A matemática perde um grande poeta. E quanto a mim, perdi um mestre e um amigo. Ubiratan d'Ambrosio (falecido a 12 de maio, aos 88 anos, em S. Paulo, de onde era natural) fundou uma nova antropologia da matemática e uma forma inovadora de ensiná-la. Mestre de águas claras, Paulo Freire era seu irmão de liberdade. E declarou que a paz era também função de número e proporção. A etnomatemática deve-lhe a fundação, a forma de aprofundar-se, uma rede conceitual. 

Volto às suas memórias híbridas, sem narrador onisciente, inclinado à ficção da matéria rediviva. Várias formas de entrar e sair. Um tesouro de testemunhos, e felizes redundâncias, como um discurso musical, quando o mesmo episódio é revisitado com variações. Memórias que ostentam uma saudável dispersão, aparentes disjecta membra. Cabe ao leitor a tarefa dos fios da narrativa, que acercam a matemática no Mali e no Brasil, as atividades docentes, as não poucas missões entre organismos internacionais e escolas em áreas vulneráveis. E sobretudo a defesa de novas epistemologias, enucleadas no viés transcultural e no recorte transdisciplinar, que formam a digital de Ubitatan.

Emociona a evocação de Salomon Marcus, nosso amigo comum, professor que transitou vida afora entre a poesia e a matemática, discípulo, como foi, do grande poeta matemático Ion Barbu. Não são dois mundos, o das ciências exatas (depois de Gödel temos de mudar o tom) e o das ciências humanas. Nada além do mundo cultural, desde um generoso senso de unidade. Esse é também o espírito sensível de Ubiratan. Tenho uma dívida com ele, por haver apaziguado minha relação, outrora nada simples, com as matemáticas.
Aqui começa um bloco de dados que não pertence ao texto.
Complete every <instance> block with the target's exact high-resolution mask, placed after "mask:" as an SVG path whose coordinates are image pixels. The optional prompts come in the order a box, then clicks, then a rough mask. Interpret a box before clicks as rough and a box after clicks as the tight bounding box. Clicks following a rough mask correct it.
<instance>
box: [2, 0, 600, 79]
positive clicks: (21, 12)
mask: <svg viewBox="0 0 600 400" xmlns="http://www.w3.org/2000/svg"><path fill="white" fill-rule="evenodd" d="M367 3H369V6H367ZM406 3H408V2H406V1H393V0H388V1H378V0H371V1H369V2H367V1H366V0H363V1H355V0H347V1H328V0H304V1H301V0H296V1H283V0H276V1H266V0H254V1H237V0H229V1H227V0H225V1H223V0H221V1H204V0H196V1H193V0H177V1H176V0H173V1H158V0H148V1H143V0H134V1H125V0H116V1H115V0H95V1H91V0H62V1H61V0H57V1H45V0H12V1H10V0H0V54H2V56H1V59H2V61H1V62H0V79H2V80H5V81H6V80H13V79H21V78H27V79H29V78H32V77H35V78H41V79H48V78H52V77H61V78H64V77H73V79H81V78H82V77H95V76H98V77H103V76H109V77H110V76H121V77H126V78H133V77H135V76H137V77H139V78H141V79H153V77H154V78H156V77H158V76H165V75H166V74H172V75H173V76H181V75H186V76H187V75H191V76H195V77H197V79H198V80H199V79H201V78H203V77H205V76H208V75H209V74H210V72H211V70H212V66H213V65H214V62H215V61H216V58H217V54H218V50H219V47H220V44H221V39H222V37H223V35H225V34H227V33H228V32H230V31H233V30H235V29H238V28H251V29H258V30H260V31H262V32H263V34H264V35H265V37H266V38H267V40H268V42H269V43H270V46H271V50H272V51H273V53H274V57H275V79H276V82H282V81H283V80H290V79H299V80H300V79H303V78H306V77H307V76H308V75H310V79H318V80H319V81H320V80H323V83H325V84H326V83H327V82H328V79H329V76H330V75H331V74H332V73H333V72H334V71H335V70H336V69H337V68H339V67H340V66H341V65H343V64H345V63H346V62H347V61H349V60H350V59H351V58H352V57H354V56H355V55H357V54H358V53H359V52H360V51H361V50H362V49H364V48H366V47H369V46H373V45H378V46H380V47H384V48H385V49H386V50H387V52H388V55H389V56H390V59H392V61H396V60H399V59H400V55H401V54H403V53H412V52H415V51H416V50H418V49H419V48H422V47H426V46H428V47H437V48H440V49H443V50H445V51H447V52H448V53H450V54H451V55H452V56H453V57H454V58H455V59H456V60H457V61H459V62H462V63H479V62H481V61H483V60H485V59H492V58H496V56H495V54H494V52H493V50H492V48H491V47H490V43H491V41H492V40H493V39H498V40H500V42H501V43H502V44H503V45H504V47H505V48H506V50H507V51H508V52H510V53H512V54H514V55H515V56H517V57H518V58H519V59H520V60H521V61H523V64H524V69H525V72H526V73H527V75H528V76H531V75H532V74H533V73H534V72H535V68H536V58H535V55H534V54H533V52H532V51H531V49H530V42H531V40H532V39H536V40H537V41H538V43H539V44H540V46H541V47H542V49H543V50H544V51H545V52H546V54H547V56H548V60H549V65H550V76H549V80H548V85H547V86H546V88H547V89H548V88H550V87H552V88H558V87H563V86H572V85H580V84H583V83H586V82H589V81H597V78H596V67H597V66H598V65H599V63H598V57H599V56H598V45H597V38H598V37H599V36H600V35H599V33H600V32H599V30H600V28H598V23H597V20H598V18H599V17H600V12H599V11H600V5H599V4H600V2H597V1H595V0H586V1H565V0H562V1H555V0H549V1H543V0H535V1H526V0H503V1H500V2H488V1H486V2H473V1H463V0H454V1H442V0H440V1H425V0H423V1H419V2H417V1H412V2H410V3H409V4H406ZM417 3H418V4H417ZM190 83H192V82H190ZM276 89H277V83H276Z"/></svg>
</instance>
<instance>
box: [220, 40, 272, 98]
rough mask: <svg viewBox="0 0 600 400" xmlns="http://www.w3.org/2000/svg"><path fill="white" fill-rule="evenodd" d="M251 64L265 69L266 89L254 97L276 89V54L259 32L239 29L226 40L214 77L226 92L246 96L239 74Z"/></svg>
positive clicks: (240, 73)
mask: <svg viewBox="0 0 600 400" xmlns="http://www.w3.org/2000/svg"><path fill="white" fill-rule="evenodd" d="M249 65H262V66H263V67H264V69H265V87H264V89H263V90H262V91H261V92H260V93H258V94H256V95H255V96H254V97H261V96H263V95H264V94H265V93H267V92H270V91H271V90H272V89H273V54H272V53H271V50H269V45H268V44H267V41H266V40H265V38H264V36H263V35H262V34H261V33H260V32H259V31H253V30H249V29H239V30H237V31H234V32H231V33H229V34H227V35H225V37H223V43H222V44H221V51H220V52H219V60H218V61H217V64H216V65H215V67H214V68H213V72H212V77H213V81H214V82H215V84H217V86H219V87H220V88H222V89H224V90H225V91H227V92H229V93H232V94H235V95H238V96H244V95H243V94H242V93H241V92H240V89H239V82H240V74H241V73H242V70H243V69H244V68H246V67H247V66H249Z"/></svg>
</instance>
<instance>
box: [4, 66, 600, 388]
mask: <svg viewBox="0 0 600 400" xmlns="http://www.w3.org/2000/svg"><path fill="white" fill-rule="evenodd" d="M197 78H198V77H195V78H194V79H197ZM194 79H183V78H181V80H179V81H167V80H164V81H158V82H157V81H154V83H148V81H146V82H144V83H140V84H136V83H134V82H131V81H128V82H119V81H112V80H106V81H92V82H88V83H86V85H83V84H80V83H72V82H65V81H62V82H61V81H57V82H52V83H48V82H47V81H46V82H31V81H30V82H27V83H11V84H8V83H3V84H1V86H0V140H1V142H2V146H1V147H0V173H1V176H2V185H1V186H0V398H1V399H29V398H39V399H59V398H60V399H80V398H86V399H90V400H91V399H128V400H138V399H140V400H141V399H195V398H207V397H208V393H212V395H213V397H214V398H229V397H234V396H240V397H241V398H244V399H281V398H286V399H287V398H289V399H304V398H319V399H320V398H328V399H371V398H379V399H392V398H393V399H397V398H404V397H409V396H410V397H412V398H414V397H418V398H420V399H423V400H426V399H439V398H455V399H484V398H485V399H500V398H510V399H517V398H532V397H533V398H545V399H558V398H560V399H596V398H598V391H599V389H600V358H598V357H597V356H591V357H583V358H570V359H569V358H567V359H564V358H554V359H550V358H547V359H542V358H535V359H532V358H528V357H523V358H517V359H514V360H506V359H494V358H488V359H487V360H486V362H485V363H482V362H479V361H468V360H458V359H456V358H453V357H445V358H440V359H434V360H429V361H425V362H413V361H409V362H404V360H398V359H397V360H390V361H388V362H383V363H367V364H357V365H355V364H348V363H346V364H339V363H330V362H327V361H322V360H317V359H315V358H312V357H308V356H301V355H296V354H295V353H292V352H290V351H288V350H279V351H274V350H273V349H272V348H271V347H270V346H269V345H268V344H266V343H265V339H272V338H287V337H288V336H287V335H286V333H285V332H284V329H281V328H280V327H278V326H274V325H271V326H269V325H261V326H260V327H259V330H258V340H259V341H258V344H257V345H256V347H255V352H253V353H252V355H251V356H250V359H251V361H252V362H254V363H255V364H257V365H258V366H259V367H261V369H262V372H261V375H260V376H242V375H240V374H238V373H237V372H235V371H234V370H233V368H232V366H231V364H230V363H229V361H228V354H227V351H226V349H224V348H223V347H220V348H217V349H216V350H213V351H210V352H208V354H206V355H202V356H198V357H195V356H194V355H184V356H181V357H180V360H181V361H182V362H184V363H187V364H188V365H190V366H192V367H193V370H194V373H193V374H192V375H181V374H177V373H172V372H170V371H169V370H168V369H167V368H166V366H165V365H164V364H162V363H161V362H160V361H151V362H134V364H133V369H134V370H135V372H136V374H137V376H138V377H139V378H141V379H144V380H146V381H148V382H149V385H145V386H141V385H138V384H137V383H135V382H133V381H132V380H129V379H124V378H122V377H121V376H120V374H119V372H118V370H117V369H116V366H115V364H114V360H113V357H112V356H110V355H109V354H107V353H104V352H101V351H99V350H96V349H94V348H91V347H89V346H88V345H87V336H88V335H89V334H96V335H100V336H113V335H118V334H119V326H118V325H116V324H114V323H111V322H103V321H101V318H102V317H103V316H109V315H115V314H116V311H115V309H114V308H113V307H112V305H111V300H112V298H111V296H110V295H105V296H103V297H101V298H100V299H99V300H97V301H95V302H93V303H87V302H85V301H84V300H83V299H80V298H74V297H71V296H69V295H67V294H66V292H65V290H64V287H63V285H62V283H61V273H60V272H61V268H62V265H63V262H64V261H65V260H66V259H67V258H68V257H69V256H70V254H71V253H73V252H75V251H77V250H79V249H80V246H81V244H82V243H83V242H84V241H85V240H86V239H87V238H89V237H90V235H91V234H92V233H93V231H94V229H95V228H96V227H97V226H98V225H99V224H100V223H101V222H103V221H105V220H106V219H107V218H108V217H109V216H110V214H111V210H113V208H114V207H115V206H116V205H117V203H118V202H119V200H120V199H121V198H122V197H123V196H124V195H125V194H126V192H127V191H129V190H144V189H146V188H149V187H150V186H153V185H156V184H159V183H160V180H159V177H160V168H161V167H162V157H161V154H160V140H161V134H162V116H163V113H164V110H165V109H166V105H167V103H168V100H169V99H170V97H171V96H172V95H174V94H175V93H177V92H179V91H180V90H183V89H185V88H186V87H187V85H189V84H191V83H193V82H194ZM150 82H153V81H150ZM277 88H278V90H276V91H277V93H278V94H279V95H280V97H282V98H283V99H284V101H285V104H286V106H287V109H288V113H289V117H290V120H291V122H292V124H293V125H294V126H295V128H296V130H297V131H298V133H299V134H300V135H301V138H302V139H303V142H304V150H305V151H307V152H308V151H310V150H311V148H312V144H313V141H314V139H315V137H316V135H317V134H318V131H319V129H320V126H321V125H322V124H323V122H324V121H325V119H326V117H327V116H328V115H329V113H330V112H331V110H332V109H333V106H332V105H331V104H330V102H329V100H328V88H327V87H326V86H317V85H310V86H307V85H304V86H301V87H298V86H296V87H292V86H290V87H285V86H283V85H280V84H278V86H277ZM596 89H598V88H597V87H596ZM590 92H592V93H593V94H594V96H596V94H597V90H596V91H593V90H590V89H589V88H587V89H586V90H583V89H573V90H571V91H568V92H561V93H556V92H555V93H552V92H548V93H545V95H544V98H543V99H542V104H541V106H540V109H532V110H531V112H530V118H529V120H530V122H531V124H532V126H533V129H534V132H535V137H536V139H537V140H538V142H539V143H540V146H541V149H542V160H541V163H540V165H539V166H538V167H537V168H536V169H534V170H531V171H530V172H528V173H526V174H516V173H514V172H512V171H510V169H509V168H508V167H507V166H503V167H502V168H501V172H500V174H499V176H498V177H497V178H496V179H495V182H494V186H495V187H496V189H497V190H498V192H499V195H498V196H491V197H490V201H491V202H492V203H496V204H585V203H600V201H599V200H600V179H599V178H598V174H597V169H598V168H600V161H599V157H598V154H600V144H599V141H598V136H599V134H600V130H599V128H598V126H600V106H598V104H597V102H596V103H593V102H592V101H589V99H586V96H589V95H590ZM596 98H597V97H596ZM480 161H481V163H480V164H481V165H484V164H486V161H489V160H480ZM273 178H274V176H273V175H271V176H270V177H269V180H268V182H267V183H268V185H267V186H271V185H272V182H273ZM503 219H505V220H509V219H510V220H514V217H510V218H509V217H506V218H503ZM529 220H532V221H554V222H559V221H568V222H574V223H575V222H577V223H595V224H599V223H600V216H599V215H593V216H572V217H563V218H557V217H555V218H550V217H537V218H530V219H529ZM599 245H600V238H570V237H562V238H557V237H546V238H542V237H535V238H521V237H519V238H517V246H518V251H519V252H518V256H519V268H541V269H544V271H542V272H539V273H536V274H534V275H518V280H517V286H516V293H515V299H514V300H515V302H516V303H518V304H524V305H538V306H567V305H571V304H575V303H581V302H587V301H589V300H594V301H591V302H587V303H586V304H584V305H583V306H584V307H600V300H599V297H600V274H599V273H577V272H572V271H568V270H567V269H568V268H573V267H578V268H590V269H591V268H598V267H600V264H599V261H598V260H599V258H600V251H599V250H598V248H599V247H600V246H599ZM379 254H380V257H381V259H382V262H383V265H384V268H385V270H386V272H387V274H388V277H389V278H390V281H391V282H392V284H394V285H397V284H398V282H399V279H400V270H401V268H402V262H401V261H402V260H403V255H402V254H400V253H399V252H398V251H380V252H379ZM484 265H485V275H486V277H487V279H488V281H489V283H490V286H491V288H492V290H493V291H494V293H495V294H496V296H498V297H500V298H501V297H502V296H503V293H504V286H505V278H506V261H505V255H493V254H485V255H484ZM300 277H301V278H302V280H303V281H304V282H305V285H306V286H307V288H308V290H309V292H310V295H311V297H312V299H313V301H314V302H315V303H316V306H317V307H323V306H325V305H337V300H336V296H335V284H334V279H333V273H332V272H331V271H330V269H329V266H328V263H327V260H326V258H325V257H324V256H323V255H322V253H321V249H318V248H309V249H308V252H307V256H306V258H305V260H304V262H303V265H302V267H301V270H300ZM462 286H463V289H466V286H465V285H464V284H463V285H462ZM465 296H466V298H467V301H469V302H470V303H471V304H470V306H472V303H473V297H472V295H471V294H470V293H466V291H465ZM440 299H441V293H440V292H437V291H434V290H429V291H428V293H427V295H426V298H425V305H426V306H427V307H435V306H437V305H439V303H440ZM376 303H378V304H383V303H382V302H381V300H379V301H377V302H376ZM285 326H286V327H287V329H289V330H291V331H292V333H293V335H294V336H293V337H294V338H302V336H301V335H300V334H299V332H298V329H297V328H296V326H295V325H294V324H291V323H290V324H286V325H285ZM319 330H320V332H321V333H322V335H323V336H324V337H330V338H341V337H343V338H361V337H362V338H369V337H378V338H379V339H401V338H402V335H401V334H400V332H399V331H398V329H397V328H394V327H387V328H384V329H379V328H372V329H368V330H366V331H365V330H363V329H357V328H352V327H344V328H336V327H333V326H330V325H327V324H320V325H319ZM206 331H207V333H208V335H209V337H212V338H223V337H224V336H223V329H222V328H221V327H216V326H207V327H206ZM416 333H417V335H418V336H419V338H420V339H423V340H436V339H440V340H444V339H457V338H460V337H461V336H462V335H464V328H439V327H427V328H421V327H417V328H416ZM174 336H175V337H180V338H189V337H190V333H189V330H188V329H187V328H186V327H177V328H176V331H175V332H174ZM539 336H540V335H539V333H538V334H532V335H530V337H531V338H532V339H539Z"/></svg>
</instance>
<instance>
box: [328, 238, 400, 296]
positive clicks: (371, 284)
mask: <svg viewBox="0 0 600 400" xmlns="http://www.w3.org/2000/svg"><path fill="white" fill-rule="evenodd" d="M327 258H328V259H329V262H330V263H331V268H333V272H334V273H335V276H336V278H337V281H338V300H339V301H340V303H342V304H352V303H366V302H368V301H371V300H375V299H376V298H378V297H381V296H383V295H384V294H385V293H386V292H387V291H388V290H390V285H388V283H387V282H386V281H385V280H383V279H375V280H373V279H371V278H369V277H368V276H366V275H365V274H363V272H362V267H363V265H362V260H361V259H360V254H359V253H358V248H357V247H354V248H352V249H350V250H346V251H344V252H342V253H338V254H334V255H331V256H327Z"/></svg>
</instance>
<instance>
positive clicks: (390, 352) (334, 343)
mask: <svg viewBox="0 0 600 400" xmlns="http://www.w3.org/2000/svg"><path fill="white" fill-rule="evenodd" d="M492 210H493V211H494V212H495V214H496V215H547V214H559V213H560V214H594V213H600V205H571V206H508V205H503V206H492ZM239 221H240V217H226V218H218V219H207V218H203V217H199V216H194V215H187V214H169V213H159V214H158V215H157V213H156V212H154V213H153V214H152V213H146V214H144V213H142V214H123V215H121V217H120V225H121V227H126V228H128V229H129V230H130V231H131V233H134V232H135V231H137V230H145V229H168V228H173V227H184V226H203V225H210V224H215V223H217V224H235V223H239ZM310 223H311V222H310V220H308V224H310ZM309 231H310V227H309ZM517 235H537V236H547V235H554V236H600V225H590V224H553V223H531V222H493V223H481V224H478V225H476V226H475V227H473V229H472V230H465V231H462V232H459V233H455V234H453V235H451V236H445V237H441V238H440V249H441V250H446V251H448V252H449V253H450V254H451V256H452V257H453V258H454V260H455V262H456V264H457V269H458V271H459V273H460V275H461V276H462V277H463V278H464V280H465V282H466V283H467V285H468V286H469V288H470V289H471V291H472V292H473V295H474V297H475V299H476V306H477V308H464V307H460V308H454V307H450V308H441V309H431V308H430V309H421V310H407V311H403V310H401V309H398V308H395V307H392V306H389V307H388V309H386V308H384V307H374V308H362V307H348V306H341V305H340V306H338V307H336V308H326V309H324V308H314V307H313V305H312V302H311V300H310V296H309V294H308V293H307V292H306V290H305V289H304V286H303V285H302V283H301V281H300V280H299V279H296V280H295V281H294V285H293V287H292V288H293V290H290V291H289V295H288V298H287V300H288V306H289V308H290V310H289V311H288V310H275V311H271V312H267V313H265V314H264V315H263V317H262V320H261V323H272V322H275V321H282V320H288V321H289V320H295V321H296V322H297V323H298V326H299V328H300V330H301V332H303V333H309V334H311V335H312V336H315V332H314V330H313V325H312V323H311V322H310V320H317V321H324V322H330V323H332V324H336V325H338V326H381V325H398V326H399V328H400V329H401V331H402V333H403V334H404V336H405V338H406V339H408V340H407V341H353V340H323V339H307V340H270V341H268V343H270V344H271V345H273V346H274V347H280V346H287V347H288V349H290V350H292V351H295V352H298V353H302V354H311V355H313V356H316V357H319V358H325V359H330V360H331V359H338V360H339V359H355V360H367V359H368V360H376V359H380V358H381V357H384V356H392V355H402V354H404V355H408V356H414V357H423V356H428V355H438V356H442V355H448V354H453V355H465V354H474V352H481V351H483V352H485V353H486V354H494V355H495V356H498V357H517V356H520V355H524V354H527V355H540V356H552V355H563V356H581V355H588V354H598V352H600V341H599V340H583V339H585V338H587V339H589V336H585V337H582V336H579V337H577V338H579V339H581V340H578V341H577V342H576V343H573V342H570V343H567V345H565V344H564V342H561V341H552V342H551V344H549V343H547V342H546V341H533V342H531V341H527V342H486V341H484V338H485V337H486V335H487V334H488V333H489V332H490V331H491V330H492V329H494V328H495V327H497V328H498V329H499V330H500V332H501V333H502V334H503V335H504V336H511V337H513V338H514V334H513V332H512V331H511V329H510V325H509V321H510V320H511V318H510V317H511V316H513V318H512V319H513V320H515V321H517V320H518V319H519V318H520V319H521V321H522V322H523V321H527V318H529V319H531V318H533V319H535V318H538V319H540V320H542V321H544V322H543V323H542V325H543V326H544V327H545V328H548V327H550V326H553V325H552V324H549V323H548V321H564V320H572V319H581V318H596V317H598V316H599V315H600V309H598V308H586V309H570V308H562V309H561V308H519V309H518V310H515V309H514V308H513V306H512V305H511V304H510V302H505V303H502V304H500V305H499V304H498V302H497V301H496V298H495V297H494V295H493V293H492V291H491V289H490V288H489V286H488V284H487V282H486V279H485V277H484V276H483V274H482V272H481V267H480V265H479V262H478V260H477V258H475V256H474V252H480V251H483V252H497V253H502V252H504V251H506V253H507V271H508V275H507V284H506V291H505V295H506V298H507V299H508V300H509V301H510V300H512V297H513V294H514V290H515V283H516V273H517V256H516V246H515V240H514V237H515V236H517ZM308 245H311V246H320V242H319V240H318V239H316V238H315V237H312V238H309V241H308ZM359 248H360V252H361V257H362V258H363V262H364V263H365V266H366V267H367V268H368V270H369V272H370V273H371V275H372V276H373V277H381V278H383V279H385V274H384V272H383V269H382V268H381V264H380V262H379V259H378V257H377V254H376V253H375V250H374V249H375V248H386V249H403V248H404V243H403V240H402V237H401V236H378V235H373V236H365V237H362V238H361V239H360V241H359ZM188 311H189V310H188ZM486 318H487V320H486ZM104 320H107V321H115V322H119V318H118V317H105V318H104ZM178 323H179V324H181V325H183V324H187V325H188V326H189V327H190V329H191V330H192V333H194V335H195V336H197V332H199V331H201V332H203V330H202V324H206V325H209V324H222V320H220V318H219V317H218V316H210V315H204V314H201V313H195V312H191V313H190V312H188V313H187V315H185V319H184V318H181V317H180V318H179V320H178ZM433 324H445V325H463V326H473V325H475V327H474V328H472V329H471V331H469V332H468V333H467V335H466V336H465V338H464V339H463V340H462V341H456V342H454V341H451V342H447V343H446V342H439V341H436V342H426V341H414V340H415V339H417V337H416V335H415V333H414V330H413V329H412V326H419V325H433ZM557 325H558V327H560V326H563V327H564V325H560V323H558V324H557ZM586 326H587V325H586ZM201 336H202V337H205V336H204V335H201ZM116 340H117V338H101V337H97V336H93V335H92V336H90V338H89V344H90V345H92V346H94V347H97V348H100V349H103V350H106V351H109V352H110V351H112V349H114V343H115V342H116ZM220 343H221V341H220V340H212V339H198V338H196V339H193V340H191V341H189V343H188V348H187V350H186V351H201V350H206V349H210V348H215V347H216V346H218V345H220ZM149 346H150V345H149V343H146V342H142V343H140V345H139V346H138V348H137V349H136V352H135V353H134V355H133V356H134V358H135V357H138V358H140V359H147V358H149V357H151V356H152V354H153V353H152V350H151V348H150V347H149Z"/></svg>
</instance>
Voltei para essa casa, de números e padrões, como o filho pródigo, através de seus livros, mediante suas palavras audazes.

A etnomatemática é um divisor de águas no campo dos saberes, que tangencia a hermenêutica e a história da matemática, rasgando novas fronteiras. E me levou-me a pensar, de modo mais estruturado, em uma poética da matemática. Como se o fio de Novalis não se houvesse peridod, assim como a lição de Leonardo, que vibra além das disciplinas e não se fecha em dimensões burocráticas, Ubiratan me conquistou pelo seu juízo severo do ensino da matemática, segundo um cardápio de sugestões fascinante.

Mas é a proposta de uma cultura da paz que se afirma, a cultura, onde seguimos todos implicados, nas escritas da periferia e do sistema prisional. Ubiratan acertou em cheio. O ensino da matemática traduz parte do ideal possível de uma paz perpétua, ou de uma ética em trânsito que sonha com uma parcela de beleza e liberdade.